Мы находимся на более твердой почве, когда исследуем, каким образом влечения служат сексуальной функции. Здесь мы получили решающие данные, которые и для вас не новы. Ведь сексуальное влечение узнается не по тому, что ему с самого начала свойственна устремленность к цели сексуальной функции — соединению двух половых клеток, но мы видим большое количество частных влечений, которые довольно независимо друг от друга стремятся к удовлетворению и находят это удовлетворение в чем-то, что мы можем назвать удовольствием от функционирования органов (Organlust). Гениталии являются среди этих эрогенных зон самыми поздними, удовольствию от функционирования этих органов нельзя более отказывать в названии сексуальное наслаждение. Не все из этих стремящихся к наслаждению побуждений включаются в окончательную организацию сексуальной функции. Некоторые из них устраняются как непригодные вытеснением или каким-либо другим способом, некоторые уводятся от своей цели уже упомянутым особым образом и используются для усиления иных побуждений, другие остаются на второстепенных ролях, служа осуществлению вводных актов, вызывая предварительное удовольствие. Вы узнали, что в этом длительном развитии можно усмотреть несколько фаз предшествующей организации, а также то, каким образом из развития сексуальной функции объясняются ее отклонения и задержки. Первую из этих прегенитальных фаз мы называем оральной, потому что в соответствии с питанием грудного младенца эрогенная зона рта доминирует также и в том, что можно назвать сексуальной деятельностью этого периода жизни. На второй ступени на первый план выдвигаются садистские и анальные импульсы, конечно же, в связи с появлением зубов, усилением мускулатуры и овладением функциями сфинктера. Как раз об этой примечательной ступени развития мы узнали много интересных подробностей. Третья фаза — фаллическая, в которой у обоих полов мужской член и то, что ему соответствует у девочек, приобретает значение, которое нельзя не заметить. Название генитальная фаза мы оставили для окончательной сексуальной организации, которая устанавливается после половой зрелости, когда женские половые органы находят такое же признание, какое мужские получили уже давно.

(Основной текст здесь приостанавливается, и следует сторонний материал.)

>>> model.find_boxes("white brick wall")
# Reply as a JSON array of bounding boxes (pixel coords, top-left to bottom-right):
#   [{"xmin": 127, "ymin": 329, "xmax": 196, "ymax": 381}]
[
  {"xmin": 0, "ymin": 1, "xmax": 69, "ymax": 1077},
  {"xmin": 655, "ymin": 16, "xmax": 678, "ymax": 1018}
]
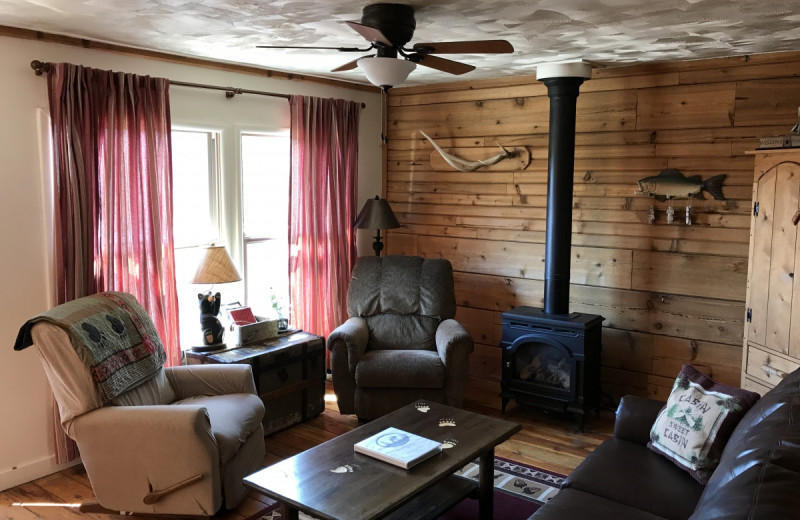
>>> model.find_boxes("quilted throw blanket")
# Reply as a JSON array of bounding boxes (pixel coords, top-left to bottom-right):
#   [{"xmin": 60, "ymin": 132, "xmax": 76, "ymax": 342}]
[{"xmin": 15, "ymin": 292, "xmax": 166, "ymax": 402}]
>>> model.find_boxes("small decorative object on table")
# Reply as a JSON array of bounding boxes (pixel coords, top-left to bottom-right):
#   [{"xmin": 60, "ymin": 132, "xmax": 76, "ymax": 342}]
[
  {"xmin": 231, "ymin": 317, "xmax": 278, "ymax": 345},
  {"xmin": 197, "ymin": 292, "xmax": 224, "ymax": 347},
  {"xmin": 191, "ymin": 244, "xmax": 241, "ymax": 351},
  {"xmin": 226, "ymin": 305, "xmax": 279, "ymax": 345},
  {"xmin": 759, "ymin": 109, "xmax": 800, "ymax": 149},
  {"xmin": 228, "ymin": 306, "xmax": 257, "ymax": 326},
  {"xmin": 270, "ymin": 289, "xmax": 289, "ymax": 331}
]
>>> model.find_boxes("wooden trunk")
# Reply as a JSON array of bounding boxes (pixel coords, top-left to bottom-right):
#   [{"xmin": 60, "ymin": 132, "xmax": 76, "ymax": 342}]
[{"xmin": 185, "ymin": 331, "xmax": 327, "ymax": 435}]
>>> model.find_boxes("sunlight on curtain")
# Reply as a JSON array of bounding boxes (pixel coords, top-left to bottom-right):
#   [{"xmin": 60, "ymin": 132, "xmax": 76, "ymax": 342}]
[
  {"xmin": 288, "ymin": 96, "xmax": 360, "ymax": 351},
  {"xmin": 47, "ymin": 63, "xmax": 180, "ymax": 362},
  {"xmin": 46, "ymin": 63, "xmax": 180, "ymax": 461}
]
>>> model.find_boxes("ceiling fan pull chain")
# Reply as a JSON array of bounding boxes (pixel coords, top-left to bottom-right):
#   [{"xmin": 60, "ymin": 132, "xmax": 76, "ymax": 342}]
[{"xmin": 381, "ymin": 87, "xmax": 389, "ymax": 145}]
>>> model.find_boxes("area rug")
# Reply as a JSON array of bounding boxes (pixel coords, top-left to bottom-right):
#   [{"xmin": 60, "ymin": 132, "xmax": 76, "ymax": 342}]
[{"xmin": 244, "ymin": 456, "xmax": 565, "ymax": 520}]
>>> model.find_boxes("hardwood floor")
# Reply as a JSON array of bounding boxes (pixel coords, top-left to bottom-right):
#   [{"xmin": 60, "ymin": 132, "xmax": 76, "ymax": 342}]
[{"xmin": 0, "ymin": 381, "xmax": 614, "ymax": 520}]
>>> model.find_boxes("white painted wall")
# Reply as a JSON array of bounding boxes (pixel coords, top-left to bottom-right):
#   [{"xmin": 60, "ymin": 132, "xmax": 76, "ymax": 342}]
[{"xmin": 0, "ymin": 35, "xmax": 382, "ymax": 491}]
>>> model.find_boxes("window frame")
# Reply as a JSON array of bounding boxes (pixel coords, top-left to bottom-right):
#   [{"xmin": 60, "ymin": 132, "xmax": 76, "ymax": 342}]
[
  {"xmin": 171, "ymin": 126, "xmax": 223, "ymax": 250},
  {"xmin": 170, "ymin": 124, "xmax": 291, "ymax": 346},
  {"xmin": 239, "ymin": 129, "xmax": 291, "ymax": 317}
]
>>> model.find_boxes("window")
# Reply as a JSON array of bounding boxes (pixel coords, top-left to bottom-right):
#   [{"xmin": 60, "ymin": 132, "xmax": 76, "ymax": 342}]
[
  {"xmin": 172, "ymin": 129, "xmax": 221, "ymax": 347},
  {"xmin": 172, "ymin": 130, "xmax": 219, "ymax": 248},
  {"xmin": 171, "ymin": 128, "xmax": 290, "ymax": 347},
  {"xmin": 241, "ymin": 132, "xmax": 290, "ymax": 319}
]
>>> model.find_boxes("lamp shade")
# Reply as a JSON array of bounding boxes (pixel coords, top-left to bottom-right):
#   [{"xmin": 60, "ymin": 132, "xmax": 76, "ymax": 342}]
[
  {"xmin": 358, "ymin": 57, "xmax": 416, "ymax": 88},
  {"xmin": 354, "ymin": 196, "xmax": 401, "ymax": 230},
  {"xmin": 191, "ymin": 245, "xmax": 242, "ymax": 284}
]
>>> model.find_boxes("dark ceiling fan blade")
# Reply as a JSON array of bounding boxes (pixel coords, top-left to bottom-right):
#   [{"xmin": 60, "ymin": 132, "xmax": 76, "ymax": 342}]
[
  {"xmin": 410, "ymin": 54, "xmax": 476, "ymax": 75},
  {"xmin": 345, "ymin": 21, "xmax": 392, "ymax": 46},
  {"xmin": 331, "ymin": 55, "xmax": 372, "ymax": 72},
  {"xmin": 257, "ymin": 44, "xmax": 370, "ymax": 52},
  {"xmin": 412, "ymin": 40, "xmax": 514, "ymax": 54}
]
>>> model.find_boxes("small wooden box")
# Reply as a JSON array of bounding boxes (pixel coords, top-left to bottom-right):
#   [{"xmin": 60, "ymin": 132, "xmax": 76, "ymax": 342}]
[
  {"xmin": 231, "ymin": 317, "xmax": 278, "ymax": 345},
  {"xmin": 185, "ymin": 331, "xmax": 326, "ymax": 435}
]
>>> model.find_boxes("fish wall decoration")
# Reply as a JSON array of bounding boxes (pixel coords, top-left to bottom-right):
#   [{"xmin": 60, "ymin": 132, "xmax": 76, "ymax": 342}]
[
  {"xmin": 420, "ymin": 130, "xmax": 523, "ymax": 172},
  {"xmin": 635, "ymin": 168, "xmax": 726, "ymax": 201}
]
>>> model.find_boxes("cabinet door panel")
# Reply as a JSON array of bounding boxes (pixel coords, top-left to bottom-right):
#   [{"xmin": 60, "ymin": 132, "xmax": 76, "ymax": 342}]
[
  {"xmin": 765, "ymin": 163, "xmax": 800, "ymax": 354},
  {"xmin": 748, "ymin": 170, "xmax": 776, "ymax": 346},
  {"xmin": 785, "ymin": 162, "xmax": 800, "ymax": 358}
]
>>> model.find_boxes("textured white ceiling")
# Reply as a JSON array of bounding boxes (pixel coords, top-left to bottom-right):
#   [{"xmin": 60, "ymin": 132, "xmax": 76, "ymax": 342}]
[{"xmin": 3, "ymin": 0, "xmax": 800, "ymax": 86}]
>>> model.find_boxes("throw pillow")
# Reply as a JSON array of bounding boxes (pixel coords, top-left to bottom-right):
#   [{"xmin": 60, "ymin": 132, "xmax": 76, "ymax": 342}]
[{"xmin": 648, "ymin": 363, "xmax": 760, "ymax": 484}]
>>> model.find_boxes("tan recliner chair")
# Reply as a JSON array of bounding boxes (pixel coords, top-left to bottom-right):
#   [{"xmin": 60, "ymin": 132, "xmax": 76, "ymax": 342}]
[
  {"xmin": 15, "ymin": 291, "xmax": 265, "ymax": 516},
  {"xmin": 328, "ymin": 255, "xmax": 474, "ymax": 420}
]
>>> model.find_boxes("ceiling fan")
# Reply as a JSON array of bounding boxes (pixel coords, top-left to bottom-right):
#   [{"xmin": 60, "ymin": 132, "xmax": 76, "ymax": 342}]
[{"xmin": 257, "ymin": 3, "xmax": 514, "ymax": 88}]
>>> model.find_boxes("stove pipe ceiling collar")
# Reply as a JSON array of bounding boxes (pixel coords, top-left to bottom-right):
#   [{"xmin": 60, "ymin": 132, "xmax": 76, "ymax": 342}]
[
  {"xmin": 536, "ymin": 61, "xmax": 593, "ymax": 80},
  {"xmin": 537, "ymin": 61, "xmax": 593, "ymax": 315}
]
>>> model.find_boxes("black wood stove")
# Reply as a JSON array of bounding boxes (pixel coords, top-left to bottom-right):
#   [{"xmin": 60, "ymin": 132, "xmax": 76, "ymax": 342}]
[
  {"xmin": 501, "ymin": 307, "xmax": 603, "ymax": 428},
  {"xmin": 500, "ymin": 64, "xmax": 604, "ymax": 428}
]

Все это повторение давно известного. Не думайте только, что все то, о чем я на этот раз не сказал, утратило свое значение. Это повторение было нужно для того, чтобы перейти к сообщениям об изменениях в наших взглядах. Мы можем похвалиться, что как раз о ранних организациях либидо мы узнали много нового, а значение прежнего поняли яснее, что я и хочу продемонстрировать вам, по крайней мере, на отдельных примерах. В 1924 г. Абрахам показал, что в садистско — анальной фазе можно различить две ступени. На более ранней из них господствуют деструктивные тенденции уничтожения и утраты, на более поздней — дружественные объекту тенденции удержания и обладания. Таким образом, в середине этой фазы впервые появляется внимание к объекту как предвестник более поздней любовной привязанности (Liebesbesetzung). Мы вправе также предположить такое разделение и на первой оральной фазе. На первой ступени речь идет об оральном поглощении, никакой амбивалентности по отношению к объекту материнской груди нет. Вторую ступень, отмеченную появлением кусательной деятельности, можно назвать орально-садистской; она впервые обнаруживает проявления амбивалентности, которые на следующей, садистско — анальной фазе становятся намного отчетливей. Ценность этой новой классификации обнаруживается особенно тогда, когда при определенных неврозах — неврозе навязчивых состояний, меланхолии — ищут значение предрасположенности в развитии либидо. Вернитесь здесь мысленно к тому, что мы узнали о связи фиксации либидо, предрасположенности и регрессии.

Наше отношение к фазам организации либидо вообще немного изменилось. Если раньше мы прежде всего подчеркивали, как одна из них исчезает при наступлении следующей, то теперь наше внимание привлекают факты, показывающие, сколько от каждой более ранней фазы сохранилось наряду с более поздними образованиями, скрыто за ними и насколько длительное представительство получают они в бюджете либидо и в характере индивидуума. Еще более значительными стали данные, показавшие нам, как часто в патологических условиях происходят регрессии к более ранним фазам и что определенные регрессии характерны для определенных форм болезни. Но я не могу здесь это обсуждать; это относится к специальной психологии неврозов.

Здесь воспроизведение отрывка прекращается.